Re: Covered hopper traffic patterns was Travels Of B&O N-34 Covered Hoppers

Richard Townsend
 

Here are a couple of possibilities from the southern Illinois area the B&O served. The info is from the Illinois State Geological Survey.

Tripoli is a highly porous rock that consists of tiny particles of quartz. Deposits in Illinois are found in the extreme southern portion of the state. Tripoli is used in the ceramic industry, in polishing optical lenses, as paint filler, and as a fine abrasive.
Fluorite, lead, and zinc production were historically important in Illinois. Fluorite, the official state mineral, metallic lead, and zinc ores are no longer mined in the state.
Beginning in the 1840s, mines were opened in the southeastern tip of the state in Hardin and Pope Counties to initially obtain galena (lead ore) and later fluorite.

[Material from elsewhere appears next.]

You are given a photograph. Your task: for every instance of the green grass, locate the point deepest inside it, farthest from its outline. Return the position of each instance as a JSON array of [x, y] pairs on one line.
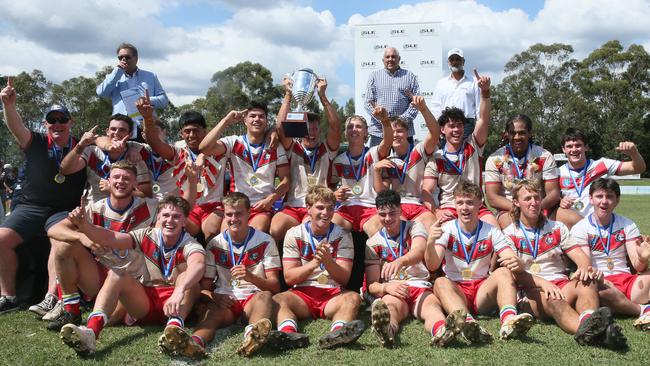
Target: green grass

Illinois fluorite comprised more than 90 percent of the total U.S. production in the early 1980s, but competition from lower priced imports resulted in the last mine closing in 1996.

Richard Townsend
Lincoln City, OR


-----Original Message-----
From: Aley, Jeff A <Jeff.A.Aley@...>
To: main <main@RealSTMFC.groups.io>
Sent: Thu, May 31, 2018 8:59 am
Subject: Re: [RealSTMFC] Covered hopper traffic patterns was Travels Of B&O N-34 Covered Hoppers

Somewhere around here, I’ve got some data showing the average (mean) distance travelled by various commodities.  Perhaps it’s in the STMFC archives, which are now searchable.  Anyway, as Jim says, cement doesn’t travel very far.  Its availability, high density, and low value make it uneconomical and unnecessary to ship long distances.
 
Other commodities, however, such as trona and soda ash, did not have many sources, and therefore did travel long distances in early covered hoppers.  However, it does seem that the cars were in “almost captive” service as stated by Jim.  The LO’s serving the soda ash and trona industries on the UP in Wyoming & Idaho were (according to Freight Conductor’s books) entirely home-road and leased cars.  No B&O N-34’s were confiscated for this traffic (in the data that I have).
 
Regards,
 
-Jeff
 
P.S. I can dig out the primary source data if anyone is REALLY interested.
 
 
From: main@RealSTMFC.groups.io [mailto:main@RealSTMFC.groups.io] On Behalf Of Jim Betz
Sent: Thursday, May 31, 2018 7:50 AM
To: main@RealSTMFC.groups.io
Subject: Re: [RealSTMFC] Covered hopper traffic patterns was Travels Of B&O N-34 Covered Hoppers
 
Hi,
  To add to what Bruce is saying - cement service is rarely 'long distance'.  Any
routing longer than 100 to 200 miles would pass several closer plants/users.
Cement is relatively heavy stuff.  Most cement shipping is predictable by
project and/or season.  Covered hoppers in cement service were usually
in that same service - only - for long periods of time.  Think "Interstate
construction in an area", "the building of a dam", etc.
  So, although cement hoppers were not typically stenciled for 'captive
service' - they were, for all intents and purposes used that way - with
periodic reassignments as necessary.
  I have not researched other uses of early covered hoppers but I
suspect that similar things could be said of those services as well.
For example - if you are shipping sand for ceramic use ... the supply
point(s) and the plant(s) using it are going to be the same.  And the
user is going to find the closest source for the product they need.
  Bottom line - it's a slippery slope to think of covered hoppers as
"general service cars".  And it's even slipperier for the early hoppers.
                                           - Jim B.